When I stepped over the ridge a biting wind hit me like a cold shower. Of course, I should have stopped and added layers and in my normal world of hiking would have. But this is “poncho world” and that means accessing anything is a major chore. Stop. Remove poncho, being careful to preserve the inside from moisture. Remove pack. Open pack. Access extra layer(s), add to body, now further chilled from not moving. Close pack. Reattach pack. Reattach poncho carefully so that moisture stays on the outside. Move again. “Easier” I said to myself, “to just move faster” and so I did—upping my pace as much as possible, both to create heat and begin my recovery. I’m shivering as I ascend the last bit, the welcoming flags of the hut flapping in the biting wind.
Again, as happened earlier in the day, the word shelter takes on new and profound meaning, because this is a moment of coming in from the cold and finding a lodging in a giant co-ed dorm where we’re stacked next to each other like matchsticks. Still, shelter never in my life felt so good.

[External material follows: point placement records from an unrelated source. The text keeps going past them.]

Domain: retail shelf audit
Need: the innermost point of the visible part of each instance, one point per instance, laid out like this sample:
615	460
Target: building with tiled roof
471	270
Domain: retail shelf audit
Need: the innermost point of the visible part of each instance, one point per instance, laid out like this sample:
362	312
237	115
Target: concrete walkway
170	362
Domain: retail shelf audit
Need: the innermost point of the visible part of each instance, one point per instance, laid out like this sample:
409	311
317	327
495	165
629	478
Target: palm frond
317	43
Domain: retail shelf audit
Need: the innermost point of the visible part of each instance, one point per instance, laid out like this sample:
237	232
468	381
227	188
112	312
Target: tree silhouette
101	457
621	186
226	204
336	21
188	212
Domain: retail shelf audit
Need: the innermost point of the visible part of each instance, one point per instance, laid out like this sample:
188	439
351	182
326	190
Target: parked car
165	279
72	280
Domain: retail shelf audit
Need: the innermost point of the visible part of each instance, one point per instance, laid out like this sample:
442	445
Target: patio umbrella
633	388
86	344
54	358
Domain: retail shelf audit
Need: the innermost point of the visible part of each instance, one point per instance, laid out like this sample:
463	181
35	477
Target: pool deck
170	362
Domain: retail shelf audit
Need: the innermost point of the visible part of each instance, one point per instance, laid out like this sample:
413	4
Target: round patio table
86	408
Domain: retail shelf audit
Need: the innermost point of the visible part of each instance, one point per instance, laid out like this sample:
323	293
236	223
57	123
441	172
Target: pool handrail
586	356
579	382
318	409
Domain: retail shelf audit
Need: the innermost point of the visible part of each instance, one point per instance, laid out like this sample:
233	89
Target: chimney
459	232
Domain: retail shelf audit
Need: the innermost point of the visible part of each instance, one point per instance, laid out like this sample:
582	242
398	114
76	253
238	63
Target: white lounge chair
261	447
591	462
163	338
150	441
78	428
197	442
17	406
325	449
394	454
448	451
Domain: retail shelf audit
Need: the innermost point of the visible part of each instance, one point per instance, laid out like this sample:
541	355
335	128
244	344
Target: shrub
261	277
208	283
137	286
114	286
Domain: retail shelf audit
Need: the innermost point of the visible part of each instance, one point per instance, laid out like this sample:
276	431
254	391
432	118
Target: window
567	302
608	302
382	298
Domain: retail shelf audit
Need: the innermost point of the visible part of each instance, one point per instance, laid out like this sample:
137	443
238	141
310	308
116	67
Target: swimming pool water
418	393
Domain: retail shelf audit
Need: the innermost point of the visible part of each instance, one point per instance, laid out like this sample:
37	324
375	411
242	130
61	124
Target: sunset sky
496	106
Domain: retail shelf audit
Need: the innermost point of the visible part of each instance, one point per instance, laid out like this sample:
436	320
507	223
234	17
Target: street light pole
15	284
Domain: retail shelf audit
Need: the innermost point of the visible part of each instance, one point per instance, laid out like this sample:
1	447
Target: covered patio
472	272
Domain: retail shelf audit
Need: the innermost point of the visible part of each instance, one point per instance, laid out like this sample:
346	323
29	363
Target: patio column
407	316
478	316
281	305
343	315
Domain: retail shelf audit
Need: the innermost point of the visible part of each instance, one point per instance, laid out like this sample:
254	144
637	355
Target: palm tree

After settling in, replacing wet clothes with dry ones, and resting a bit, I join the crowd in the restaurant and watch through the window as the daisies dance in the wind and rain pelts the glass. Shelter—what a great word. What a great gift.
Joni Mitchell wrote a favorite song of mine entitled, “Come in from the cold” whereby she muses that our deepest longings in life are for shelter. Physically? Yes, that’s a starting point not to be taken for granted these days, when insane evil drives multitudes to flee for the mountaintops, ultimately needing rescue from the options of starvation or slaughter. Refugees, exiles, and the realities of human trafficking are ever present reminders of that basic, literal shelter.
But shelter means o so much more than a warm bed or a little hot soup while the rain pours down outside. It means that behind that bed and soup there’s a person who gives a damn about seeing to it that you aren’t left outside, left to suffer, or be hungry, or be cold, or in be alone. “I was hungry and you fed me, naked and you clothed me, in prison and you visited me” is what comes to mind.
Mary provided shelter for the vulnerable savior, and sought to do so to the very end. Jesus, the one who had no place to lay his head, provided shelter for the wanderers of the world—the lost, vulnerable, the outsiders counted as worthless by the establishment. He embodied, and still embodies, hospitality. He makes space and shelter in this cold dark world when nobody else is willing. I wonder what this means:
regarding my views of immigration,
regarding my response to the suffering happening in refugee camps, regarding the problems of homelessness and human trafficking that plague our nation,
regarding the simple command to, by our very lives, be the presence of Christ and serve those on the outside, inviting them to ‘come in from the cold’ even if they never share my beliefs.
These huts, these warm fires and hospitality, have become a picture, night after night, of what it means to be welcoming. But when you’re cold and WET, they provide more than just sentimental good feelings. They provide salvation. In a world filled with cold, wet, hungry outsiders, I’ll be pondering the implications of this single experience for miles to come.